One of my all time favorite fan meeting moments occurred 50 years ago today! That is of course the fan club convention held at the Wimbledon Palais on December 14, 1963. I love how the Beatle sat there and signed autographs, allowed fans to touch their hair, posed for photos, and gave kisses to the girls in the fan club. They say that 3,000 fans got to meet the Beatles that day, but it might have been slightly smaller because it was also said that some girls from the front of the line got back in the line and met them a second time! After the meet and greet session, the Beatles held a concert for those fans. What a day that must have been for those fan club members! And what a truly amazing occurrence the Beatles had. Today something like that would cost thousand upon thousand of dollars.
This article was written by Tony Barrow, who organized the entire event and was published in the July 1991 issue of Beatle Book Monthly. The photos are ones I have scanned from various books and magazines (including BBM) and found online.
Were any of you there and met the Beatles? Do you know anyone who was there? We would love to hear about your experience!
This article was written by Tony Barrow, who organized the entire event and was published in the July 1991 issue of Beatle Book Monthly. The photos are ones I have scanned from various books and magazines (including BBM) and found online.

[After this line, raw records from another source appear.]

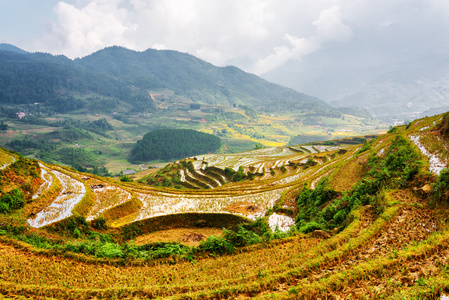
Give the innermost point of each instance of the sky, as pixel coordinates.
(255, 35)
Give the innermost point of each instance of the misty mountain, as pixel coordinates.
(195, 79)
(405, 90)
(11, 48)
(116, 77)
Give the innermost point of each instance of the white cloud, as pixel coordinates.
(265, 34)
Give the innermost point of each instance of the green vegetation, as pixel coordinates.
(11, 201)
(173, 143)
(385, 223)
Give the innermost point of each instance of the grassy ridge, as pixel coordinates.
(391, 243)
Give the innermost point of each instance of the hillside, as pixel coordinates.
(402, 90)
(50, 104)
(57, 85)
(368, 221)
(196, 79)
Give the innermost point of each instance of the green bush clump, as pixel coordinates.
(11, 201)
(440, 191)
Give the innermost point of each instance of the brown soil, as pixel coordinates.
(185, 236)
(244, 208)
(349, 174)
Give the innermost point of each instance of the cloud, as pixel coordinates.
(329, 28)
(79, 31)
(261, 35)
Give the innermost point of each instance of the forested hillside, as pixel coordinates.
(169, 144)
(196, 79)
(298, 222)
(60, 86)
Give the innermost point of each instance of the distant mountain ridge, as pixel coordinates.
(406, 89)
(125, 75)
(11, 48)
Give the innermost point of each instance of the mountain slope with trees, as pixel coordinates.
(169, 144)
(195, 79)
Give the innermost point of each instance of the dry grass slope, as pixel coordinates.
(396, 247)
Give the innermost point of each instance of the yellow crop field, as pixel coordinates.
(321, 221)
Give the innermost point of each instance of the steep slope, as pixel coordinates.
(403, 89)
(56, 83)
(195, 79)
(380, 232)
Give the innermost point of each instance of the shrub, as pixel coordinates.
(440, 191)
(109, 250)
(309, 227)
(11, 201)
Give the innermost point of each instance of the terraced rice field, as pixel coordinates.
(397, 252)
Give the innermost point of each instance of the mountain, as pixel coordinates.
(117, 75)
(58, 84)
(404, 89)
(11, 48)
(195, 79)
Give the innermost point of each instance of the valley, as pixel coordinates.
(370, 220)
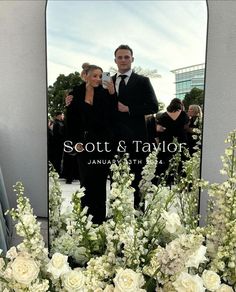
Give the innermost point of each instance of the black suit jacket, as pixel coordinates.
(141, 100)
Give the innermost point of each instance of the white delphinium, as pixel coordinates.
(167, 263)
(188, 283)
(99, 270)
(40, 286)
(172, 222)
(74, 281)
(78, 228)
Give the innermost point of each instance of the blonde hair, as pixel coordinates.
(196, 109)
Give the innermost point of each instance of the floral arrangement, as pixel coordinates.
(159, 247)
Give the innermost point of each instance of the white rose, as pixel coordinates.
(198, 257)
(58, 265)
(24, 270)
(128, 281)
(74, 281)
(11, 253)
(224, 288)
(188, 283)
(2, 264)
(211, 280)
(173, 223)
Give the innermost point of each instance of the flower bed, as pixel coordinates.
(157, 248)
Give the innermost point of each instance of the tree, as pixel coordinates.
(195, 96)
(57, 91)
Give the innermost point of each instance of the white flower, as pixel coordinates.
(11, 253)
(39, 286)
(109, 288)
(198, 257)
(58, 265)
(188, 283)
(24, 270)
(224, 288)
(128, 281)
(211, 280)
(2, 264)
(74, 281)
(173, 223)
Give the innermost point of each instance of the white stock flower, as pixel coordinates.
(2, 264)
(24, 270)
(198, 257)
(211, 280)
(11, 253)
(58, 265)
(188, 283)
(128, 281)
(173, 223)
(224, 288)
(74, 281)
(109, 288)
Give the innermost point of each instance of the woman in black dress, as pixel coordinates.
(89, 120)
(171, 124)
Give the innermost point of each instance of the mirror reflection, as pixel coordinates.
(123, 77)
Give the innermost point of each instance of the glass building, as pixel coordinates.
(187, 78)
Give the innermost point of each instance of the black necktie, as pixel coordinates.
(122, 86)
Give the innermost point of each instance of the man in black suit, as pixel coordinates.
(136, 98)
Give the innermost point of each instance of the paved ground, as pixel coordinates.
(67, 191)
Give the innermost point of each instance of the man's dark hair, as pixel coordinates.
(58, 113)
(124, 47)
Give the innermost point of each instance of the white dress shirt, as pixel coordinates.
(118, 78)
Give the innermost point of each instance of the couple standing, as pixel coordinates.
(98, 115)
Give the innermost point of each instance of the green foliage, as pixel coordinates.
(139, 70)
(195, 96)
(57, 91)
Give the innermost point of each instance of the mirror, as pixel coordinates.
(168, 39)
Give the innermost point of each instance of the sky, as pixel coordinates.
(164, 35)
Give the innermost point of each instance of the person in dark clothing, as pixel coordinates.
(89, 122)
(194, 127)
(136, 98)
(58, 132)
(171, 124)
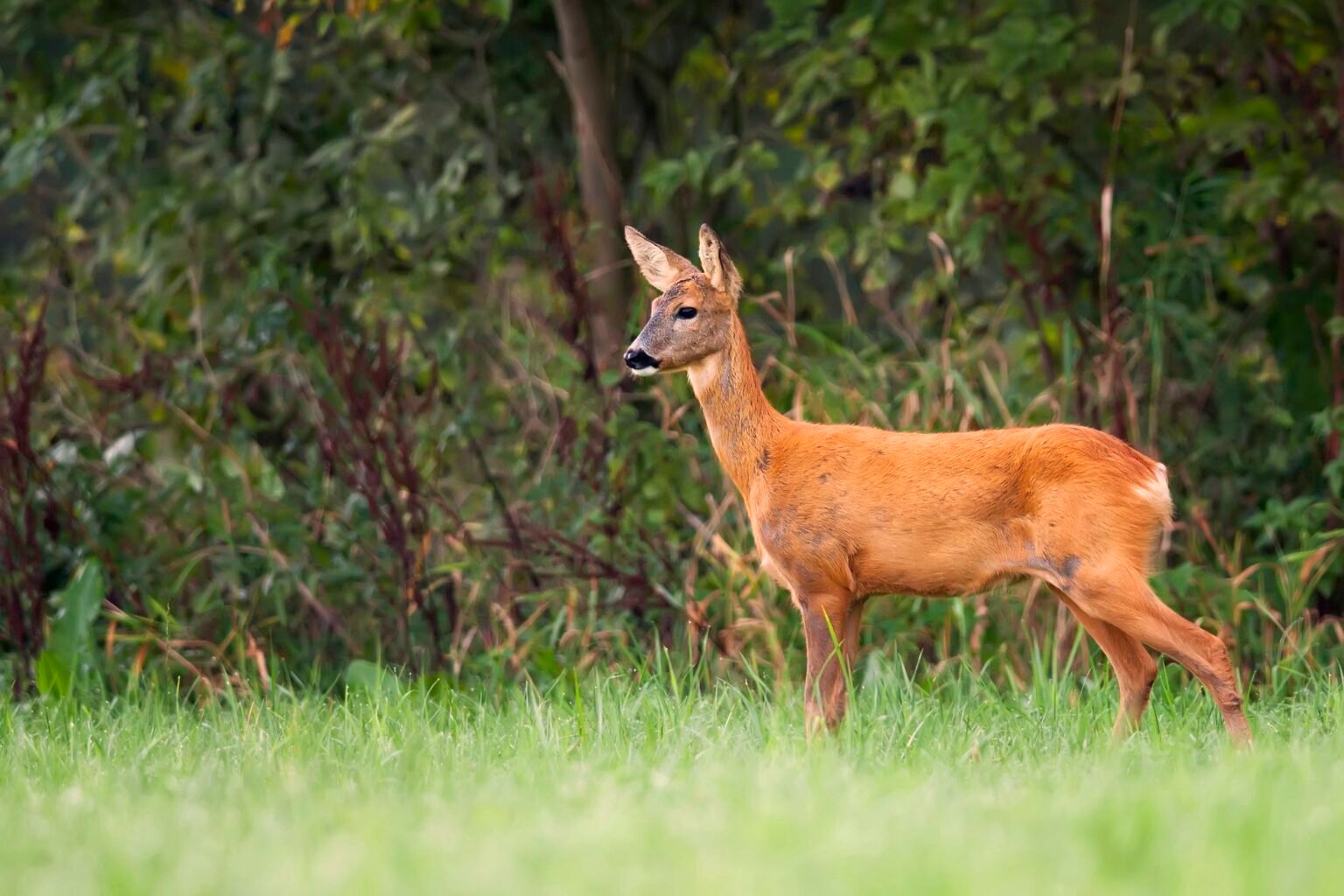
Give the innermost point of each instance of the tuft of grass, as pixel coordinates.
(662, 783)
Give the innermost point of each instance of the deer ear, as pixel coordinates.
(721, 270)
(659, 263)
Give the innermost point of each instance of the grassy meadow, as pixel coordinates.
(660, 783)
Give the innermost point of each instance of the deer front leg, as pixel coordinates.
(825, 629)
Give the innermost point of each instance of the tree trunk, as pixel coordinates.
(598, 182)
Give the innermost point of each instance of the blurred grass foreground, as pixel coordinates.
(656, 786)
(311, 315)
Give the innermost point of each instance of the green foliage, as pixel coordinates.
(65, 662)
(624, 785)
(318, 386)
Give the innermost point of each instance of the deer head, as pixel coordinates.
(692, 318)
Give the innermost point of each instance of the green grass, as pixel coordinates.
(629, 788)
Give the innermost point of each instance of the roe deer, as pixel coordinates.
(844, 512)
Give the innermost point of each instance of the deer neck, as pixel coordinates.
(741, 419)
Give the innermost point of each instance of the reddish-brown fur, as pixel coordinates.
(844, 512)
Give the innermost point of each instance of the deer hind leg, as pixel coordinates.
(1126, 602)
(1135, 668)
(825, 626)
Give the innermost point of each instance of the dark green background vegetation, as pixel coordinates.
(310, 315)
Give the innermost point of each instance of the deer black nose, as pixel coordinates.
(637, 359)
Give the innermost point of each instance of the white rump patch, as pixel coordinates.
(1156, 489)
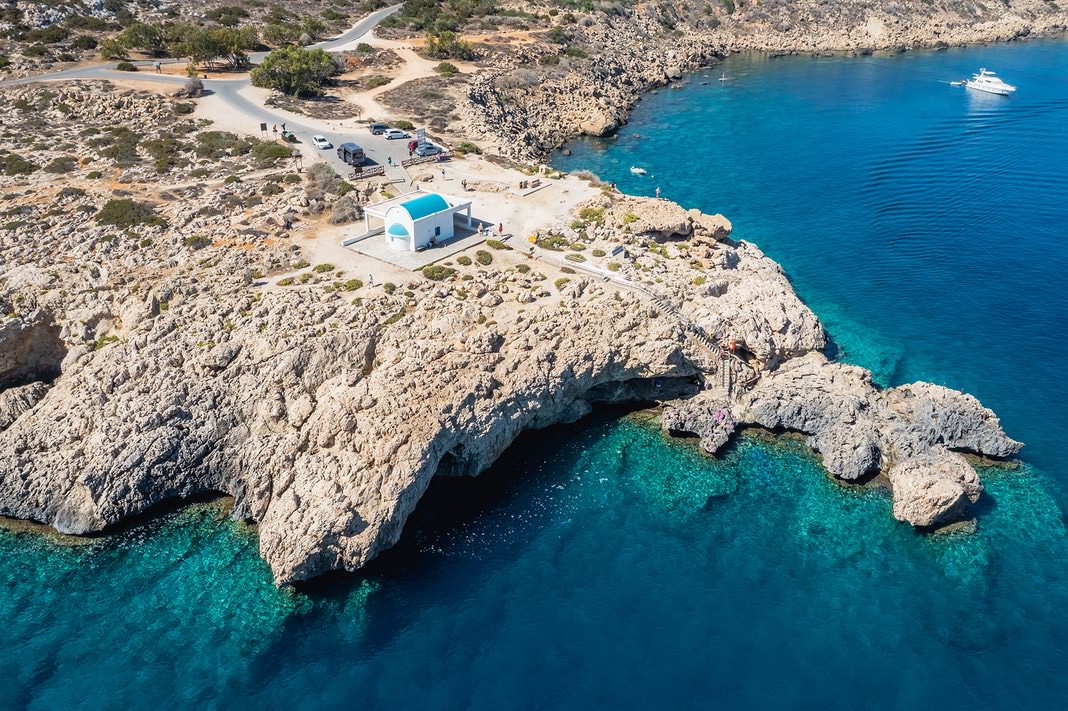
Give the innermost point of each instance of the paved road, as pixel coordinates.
(230, 92)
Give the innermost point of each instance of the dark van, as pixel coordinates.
(351, 154)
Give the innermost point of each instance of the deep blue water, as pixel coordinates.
(598, 566)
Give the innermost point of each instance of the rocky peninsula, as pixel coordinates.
(166, 333)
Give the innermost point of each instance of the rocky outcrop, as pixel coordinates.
(859, 429)
(933, 488)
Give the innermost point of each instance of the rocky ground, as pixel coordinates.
(167, 329)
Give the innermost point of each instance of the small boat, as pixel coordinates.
(989, 82)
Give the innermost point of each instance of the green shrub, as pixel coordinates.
(15, 164)
(437, 272)
(62, 164)
(267, 154)
(446, 69)
(125, 212)
(467, 146)
(595, 215)
(295, 70)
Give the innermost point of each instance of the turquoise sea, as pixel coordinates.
(599, 566)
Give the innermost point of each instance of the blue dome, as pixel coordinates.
(428, 204)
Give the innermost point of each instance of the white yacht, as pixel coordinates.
(989, 82)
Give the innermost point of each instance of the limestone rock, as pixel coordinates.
(933, 488)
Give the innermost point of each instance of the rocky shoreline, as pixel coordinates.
(190, 348)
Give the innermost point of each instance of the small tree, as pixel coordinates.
(112, 49)
(446, 45)
(295, 70)
(142, 35)
(193, 88)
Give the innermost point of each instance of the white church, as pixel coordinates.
(417, 220)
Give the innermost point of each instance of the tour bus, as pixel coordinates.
(351, 154)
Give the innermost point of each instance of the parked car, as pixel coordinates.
(428, 149)
(351, 154)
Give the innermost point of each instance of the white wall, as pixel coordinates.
(424, 228)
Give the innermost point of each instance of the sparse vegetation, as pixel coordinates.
(446, 69)
(437, 272)
(125, 212)
(295, 70)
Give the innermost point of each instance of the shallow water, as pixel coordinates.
(600, 566)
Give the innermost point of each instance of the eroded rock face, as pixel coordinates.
(859, 429)
(933, 488)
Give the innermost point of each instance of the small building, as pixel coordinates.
(418, 220)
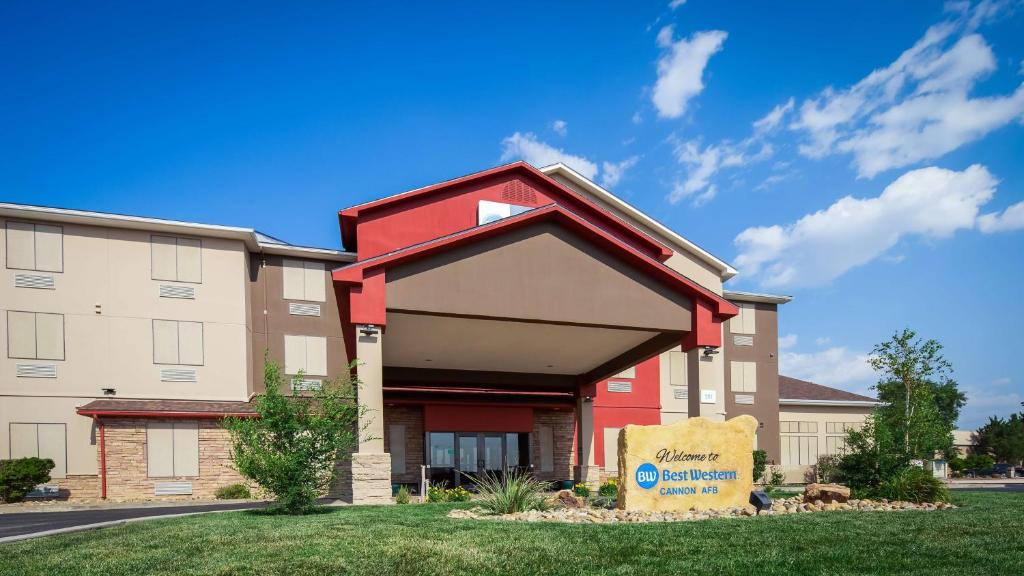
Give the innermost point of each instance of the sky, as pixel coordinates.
(866, 158)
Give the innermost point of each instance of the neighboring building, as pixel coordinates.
(513, 317)
(813, 420)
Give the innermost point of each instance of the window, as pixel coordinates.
(743, 376)
(628, 373)
(798, 427)
(677, 368)
(742, 323)
(41, 441)
(176, 341)
(172, 449)
(396, 447)
(38, 247)
(800, 450)
(35, 335)
(179, 259)
(304, 281)
(305, 354)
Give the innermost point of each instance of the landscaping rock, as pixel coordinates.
(818, 493)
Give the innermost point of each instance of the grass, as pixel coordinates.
(982, 537)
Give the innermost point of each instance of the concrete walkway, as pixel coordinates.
(20, 526)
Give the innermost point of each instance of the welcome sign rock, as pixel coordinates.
(694, 463)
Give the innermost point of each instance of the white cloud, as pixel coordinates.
(681, 68)
(919, 107)
(838, 367)
(524, 146)
(612, 172)
(787, 341)
(772, 119)
(1010, 219)
(819, 247)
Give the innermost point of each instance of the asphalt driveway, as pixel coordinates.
(13, 526)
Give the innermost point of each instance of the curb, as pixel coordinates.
(108, 524)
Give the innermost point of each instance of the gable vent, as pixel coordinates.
(33, 281)
(303, 310)
(172, 489)
(304, 385)
(742, 340)
(620, 386)
(175, 291)
(36, 370)
(177, 375)
(519, 193)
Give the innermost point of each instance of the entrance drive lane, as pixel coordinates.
(18, 524)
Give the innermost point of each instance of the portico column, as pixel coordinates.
(587, 470)
(371, 466)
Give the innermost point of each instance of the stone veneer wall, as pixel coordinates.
(412, 418)
(126, 460)
(562, 424)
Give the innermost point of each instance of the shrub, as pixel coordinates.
(609, 489)
(292, 448)
(232, 492)
(826, 468)
(581, 490)
(402, 496)
(760, 461)
(913, 485)
(20, 476)
(510, 493)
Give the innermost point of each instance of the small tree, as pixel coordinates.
(292, 447)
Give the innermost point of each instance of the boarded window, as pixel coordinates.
(38, 247)
(304, 281)
(172, 449)
(611, 449)
(743, 323)
(547, 445)
(35, 335)
(175, 258)
(396, 441)
(305, 354)
(677, 368)
(41, 441)
(743, 376)
(176, 341)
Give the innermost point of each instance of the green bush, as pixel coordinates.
(760, 461)
(402, 496)
(609, 489)
(581, 490)
(20, 476)
(913, 485)
(232, 492)
(510, 493)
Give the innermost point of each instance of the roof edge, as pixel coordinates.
(726, 270)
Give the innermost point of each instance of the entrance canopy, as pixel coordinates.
(545, 299)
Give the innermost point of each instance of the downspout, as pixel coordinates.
(102, 457)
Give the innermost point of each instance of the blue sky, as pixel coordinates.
(863, 158)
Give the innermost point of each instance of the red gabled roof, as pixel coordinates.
(353, 274)
(348, 217)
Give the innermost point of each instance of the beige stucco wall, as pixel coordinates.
(109, 300)
(820, 415)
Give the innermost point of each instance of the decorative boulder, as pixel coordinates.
(569, 500)
(826, 493)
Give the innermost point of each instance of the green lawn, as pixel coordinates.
(985, 536)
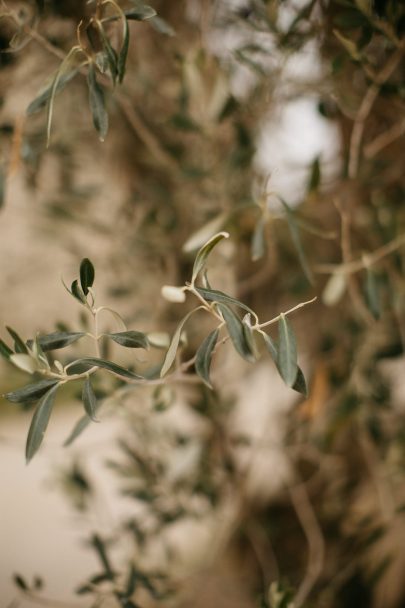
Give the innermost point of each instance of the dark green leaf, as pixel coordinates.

Were any of you there and met the Beatles? Do you know anyone who was there? We would love to hear about your experience!
The Day They Met Their Fans
By Tony Barrow
The four Beatles stood in a bunch and stared across the vast empty ballroom, blinking in disbelief at what they saw. In the inadequate light from shafts of weak winter sunshine pouring through a couple of open emergency doors they could make out the general shape of what looked a bit like a huge cage. When someone switched on the main lighting, they were able to see the thing more clearly for the first time.
Surrounding a temporarily extended bandstand where the Beatles were about to perform, the venue management of Wimbledon’s Palais De Danse had erected an amazing steel fence well over two metres high. Behind the makeshift stage, taped to the rear wall beneath an old electric clock that had stopped, they had hung a boldly painted sign: “Wimbledon Palais Welcome the Beatles!”
Paul stepped forward and grabbed at the front bars of the grim-looking cage-like structure, shaking the metalwork until the whole thing rattled. “This is a joke, isn’t it?” he asked me with half a smile.
“Do we go on before or after the lions?” questioned George quietly and with a completely straight face.
“It’s bloody daft!” barked John from the centre of the deserted dance floor. He turned on his heels and stomped suddenly, swung round again to face me and muttered abruptly, “Gold hold of Eppy! I want to sort this out. Now!”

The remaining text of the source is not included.